Obesity is a chronic disease that has reached pandemic proportions, and its prevalence is expected to increase in the near future [1]. It is characterized by a complex and multifaceted pathophysiology and is frequently associated with other metabolic diseases, such as type 2 diabetes and hepatic steatosis [2]. Obesity negatively affects the cardiovascular system and immune response, and is associated with increased susceptibility to certain types of cancer, infectious diseases, and psychological issues [3,4,5,6,7].
Oxytocin (OT) is a neuropeptide produced in the paraventricular, supraoptic, and accessory nuclei of the hypothalamus, and acts as a neurohormone, neuromodulator and neurotransmitter. Its actions are tissue-specific and influenced by complex neural and endocrine interactions. OT’s main effect is promoting uterus contraction during delivery and milk let-down during lactation. However, oxytocin is also related to social behaviour and metabolic homeostasis [8,9]. OT enhances glucose uptake and lipid oxidation in adipose tissue and skeletal muscle [10], but interestingly, favourable glucose homeostasis effects appear to be decreased with increased adiposity [9]. Moreover, OT regulates energy balance by influencing appetite; in fact, OT has an anorexigenic effect and reduces hedonic food intake [9]. OT levels have been reported to be high in obesity and in metabolic syndrome, even if not all studies are concordant [9,11,12]. Oppositely, plasma OT was reduced in underweight women, with a directly proportional relationship with BMI reported [13,14,15]. Surprisingly, intranasal administration of OT induces weight loss and reduces caloric intake and hedonic food intake [9], and these effects are more pronounced in individuals with obesity than in normal-weight subjects or overweight patients [16,17]. These elements suggest altered OT signalling in subjects with obesity. The hypothesis that a dysfunction occurring in the OT/OT-R system could promote weight gain has been advanced [16,18,19]. Nevertheless, the precise physiological role of OT in regulating body weight, metabolic health, and psychological aspects in individuals with obesity remains unclear.
A very-low-calorie ketogenic diet (VLCKD) is a kind of KD characterized by a very low carbohydrate and caloric intake, and in selected patients is a valid option for a significant weight loss [20].
We wanted to investigate plasma OT modifications in individuals affected by weight excess at baseline and after weight loss induced by a VLCKD. Considering the efficacy and speed of a VLCKD in reducing body weight, we decided to study changes in OT values in a pool of patients at baseline and following a 45-day period of VLCKD.

2. Materials and Methods

This was a single-centre prospective observational study that enrolled patients with excess weight prescribed a VLCKD, attending the CASCO Centre (High-Specialization Centre for the Care of Obesity), Department of Experimental Medicine, Section of Medical Pathophysiology, Food Science and Endocrinology, Umberto I Polyclinic, Sapienza University of Rome, Italy. Patients were enrolled from January 2021 to December 2023.
Inclusion criteria were as follows: BMI between 25 and 45 kg/m2, stable body weight in the previous 3 months, and age between 35 and 75 years. Exclusion criteria were: severe organ failure, recent myocardial infarction, psychiatric diseases possibly hindering compliance, type 1 diabetes and beta cell failure, use of SGLT-2 inhibitors, lack of informed consent, pregnancy or breastfeeding and previous bariatric surgery.
Patients were evaluated at baseline (t0) and after 45 days of a VLCKD (t1). All patients underwent a comprehensive clinical evaluation and biochemical routine assessment. Every two weeks, patients attended follow-up visits to monitor their adherence to the diet and assess any adverse effects. Adverse events were monitored throughout the study.

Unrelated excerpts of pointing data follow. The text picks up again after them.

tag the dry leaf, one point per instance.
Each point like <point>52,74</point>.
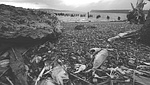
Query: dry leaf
<point>80,68</point>
<point>100,57</point>
<point>47,81</point>
<point>59,74</point>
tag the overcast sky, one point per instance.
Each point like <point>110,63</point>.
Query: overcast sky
<point>77,5</point>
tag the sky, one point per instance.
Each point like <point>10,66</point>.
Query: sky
<point>75,5</point>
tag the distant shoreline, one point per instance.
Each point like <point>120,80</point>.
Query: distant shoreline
<point>113,11</point>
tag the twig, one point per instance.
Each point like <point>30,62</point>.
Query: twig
<point>81,79</point>
<point>25,51</point>
<point>9,80</point>
<point>4,72</point>
<point>40,75</point>
<point>15,54</point>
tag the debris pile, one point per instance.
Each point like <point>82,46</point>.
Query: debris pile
<point>21,30</point>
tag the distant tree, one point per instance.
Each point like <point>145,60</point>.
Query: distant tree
<point>136,15</point>
<point>108,17</point>
<point>119,18</point>
<point>98,16</point>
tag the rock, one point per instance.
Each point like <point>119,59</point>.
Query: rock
<point>80,27</point>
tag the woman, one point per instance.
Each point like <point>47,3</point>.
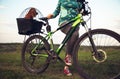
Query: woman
<point>68,9</point>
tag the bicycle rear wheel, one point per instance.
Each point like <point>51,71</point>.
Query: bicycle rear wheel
<point>104,66</point>
<point>35,58</point>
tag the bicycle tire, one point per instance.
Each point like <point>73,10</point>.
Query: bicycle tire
<point>84,63</point>
<point>35,63</point>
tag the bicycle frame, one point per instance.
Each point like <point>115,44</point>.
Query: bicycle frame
<point>76,21</point>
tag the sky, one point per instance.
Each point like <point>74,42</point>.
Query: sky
<point>105,14</point>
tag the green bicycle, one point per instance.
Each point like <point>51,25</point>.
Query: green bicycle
<point>96,53</point>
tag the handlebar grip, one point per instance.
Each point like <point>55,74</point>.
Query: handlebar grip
<point>43,18</point>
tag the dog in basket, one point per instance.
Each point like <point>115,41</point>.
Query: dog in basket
<point>31,14</point>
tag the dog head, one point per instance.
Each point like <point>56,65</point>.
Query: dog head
<point>31,14</point>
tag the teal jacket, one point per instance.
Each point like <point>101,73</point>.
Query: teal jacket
<point>68,9</point>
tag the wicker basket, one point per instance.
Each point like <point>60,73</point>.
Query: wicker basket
<point>28,26</point>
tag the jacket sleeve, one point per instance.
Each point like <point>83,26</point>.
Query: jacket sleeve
<point>57,10</point>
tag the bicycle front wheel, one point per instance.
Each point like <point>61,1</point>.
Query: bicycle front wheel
<point>104,66</point>
<point>35,58</point>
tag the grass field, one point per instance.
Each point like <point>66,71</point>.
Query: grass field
<point>11,66</point>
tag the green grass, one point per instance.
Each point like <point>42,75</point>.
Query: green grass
<point>11,66</point>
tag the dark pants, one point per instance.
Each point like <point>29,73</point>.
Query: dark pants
<point>71,42</point>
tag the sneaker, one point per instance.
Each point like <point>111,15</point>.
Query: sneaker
<point>67,71</point>
<point>68,60</point>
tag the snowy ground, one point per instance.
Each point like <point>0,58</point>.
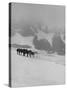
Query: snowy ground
<point>41,70</point>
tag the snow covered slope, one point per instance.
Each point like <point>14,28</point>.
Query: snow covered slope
<point>33,71</point>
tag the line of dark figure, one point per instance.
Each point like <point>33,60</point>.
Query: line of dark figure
<point>26,52</point>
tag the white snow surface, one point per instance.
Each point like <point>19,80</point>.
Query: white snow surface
<point>40,70</point>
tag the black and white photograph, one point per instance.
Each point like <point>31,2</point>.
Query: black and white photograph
<point>36,44</point>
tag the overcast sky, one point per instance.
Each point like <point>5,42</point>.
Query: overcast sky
<point>22,14</point>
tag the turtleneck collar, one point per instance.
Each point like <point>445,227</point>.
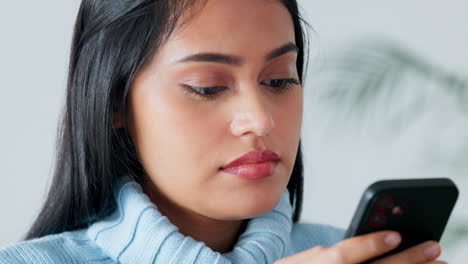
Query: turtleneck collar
<point>136,232</point>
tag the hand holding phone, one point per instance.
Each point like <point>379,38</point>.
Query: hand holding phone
<point>416,208</point>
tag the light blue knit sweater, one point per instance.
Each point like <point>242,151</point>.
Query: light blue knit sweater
<point>137,233</point>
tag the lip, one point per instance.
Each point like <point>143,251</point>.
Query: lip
<point>253,165</point>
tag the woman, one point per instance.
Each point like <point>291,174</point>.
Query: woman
<point>180,142</point>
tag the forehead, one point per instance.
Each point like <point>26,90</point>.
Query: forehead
<point>239,27</point>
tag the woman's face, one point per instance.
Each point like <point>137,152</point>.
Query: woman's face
<point>183,138</point>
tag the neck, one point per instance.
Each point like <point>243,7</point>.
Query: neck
<point>219,235</point>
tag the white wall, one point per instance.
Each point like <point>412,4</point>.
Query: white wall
<point>35,38</point>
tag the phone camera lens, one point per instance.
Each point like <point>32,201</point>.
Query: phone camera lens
<point>397,210</point>
<point>378,219</point>
<point>384,203</point>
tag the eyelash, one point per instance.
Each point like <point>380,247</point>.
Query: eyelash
<point>212,92</point>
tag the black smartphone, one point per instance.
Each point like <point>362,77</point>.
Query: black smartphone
<point>417,208</point>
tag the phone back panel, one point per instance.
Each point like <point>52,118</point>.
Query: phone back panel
<point>417,208</point>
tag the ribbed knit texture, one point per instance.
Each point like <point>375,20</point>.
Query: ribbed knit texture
<point>138,233</point>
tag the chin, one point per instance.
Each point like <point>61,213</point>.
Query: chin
<point>253,206</point>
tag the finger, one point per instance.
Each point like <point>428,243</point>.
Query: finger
<point>422,253</point>
<point>361,248</point>
<point>303,256</point>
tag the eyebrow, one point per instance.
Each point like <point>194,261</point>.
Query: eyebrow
<point>236,60</point>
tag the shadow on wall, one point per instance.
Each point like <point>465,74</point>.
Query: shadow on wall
<point>384,92</point>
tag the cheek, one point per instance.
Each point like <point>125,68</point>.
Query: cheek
<point>173,136</point>
<point>288,124</point>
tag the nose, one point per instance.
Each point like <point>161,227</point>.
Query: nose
<point>252,116</point>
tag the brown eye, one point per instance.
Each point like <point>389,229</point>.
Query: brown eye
<point>281,84</point>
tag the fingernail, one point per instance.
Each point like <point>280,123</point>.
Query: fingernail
<point>392,239</point>
<point>432,250</point>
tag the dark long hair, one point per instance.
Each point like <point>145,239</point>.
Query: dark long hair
<point>112,41</point>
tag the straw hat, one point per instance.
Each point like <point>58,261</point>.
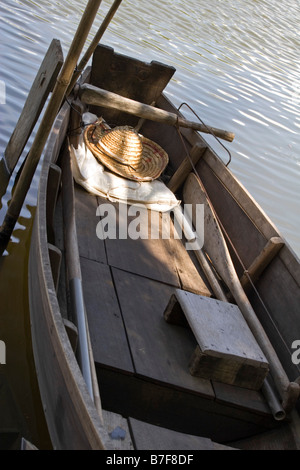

2.1. Anthropometric Parameters

The anthropometric measurements included weight (kg), height (cm) and waist circumference (WC—cm); vital signs collected included systolic blood pressure (SBP—mmHg), diastolic blood pressure (DBP—mmHg) and heart rate (HR—bpm).
Body weight and height were measured between 8:00 and 10:00 AM in fasting and empty-bladder subjects, with light clothing and without shoes. A calibrated balance beam (200 kg ± 0.1 kg) and a stadiometer (200 cm ± 0.1 cm) were used for recording weight and height, respectively (Seca GmbH & Co, Hamburg, Germany). WC was measured using a flexible, inelastic tape measure positioned at the anterior superior iliac spine. The body mass index (BMI) was calculated as weight in kilograms divided by the square of the height in meters. Blood pressure was measured by Gamma XXL LF-S 2-tube rail aneroid sphygmomanometer (HEINE Optotechnik, Herrsching, Germany) using the dedicated cuff for obesity.

2.2. Blood and Urine Chemistry

Peripheral blood samples were collected from participants at 8.00 AM after an overnight fast of at least 8 h in EDTA tubes. The biochemical assessment included: fasting plasma glucose (FPG), fasting serum insulin, glycosylated hemoglobin A1C (HbA1c), lipid evaluation including triglycerides, total cholesterol and HDL cholesterol; low-density lipoprotein cholesterol (cLDL) was calculated via the Friedwald formula. The evaluation of the inflammatory state involved measuring C-reactive protein (CRP) levels (µg/L) using the immunoturbidimetric method.
Serum oxytocin concentration was performed on plasma using a commercial ELISA kit (ABCAM, cod. Ab133050, Cambridge, UK). The sample was properly prepared by adding 500 KIU of Aprotinin (ABCAM cod. ab146286, Cambridge, UK) per 10 mL of whole blood. The aprotinin was added within the first 5 min of collection, and the sample was centrifuged for 14 min at 1400 rpm immediately after the addition of the aprotinin. Once the sample was centrifuged, the plasma was stored at −80 °C until further analysis.
Plasma ketone bodies were assessed by β-OH-butyrate assay (Colorimetric Assay Kit Cayman, Ann Arbor, MI, USA) according to the manufacturer’s instructions. Plasma samples were collected after an overnight fast, centrifuged to separate cellular components, and stored at −80 °C until analysis. Plasma ketone bodies were assessed at baseline and at the end of the dietary intervention.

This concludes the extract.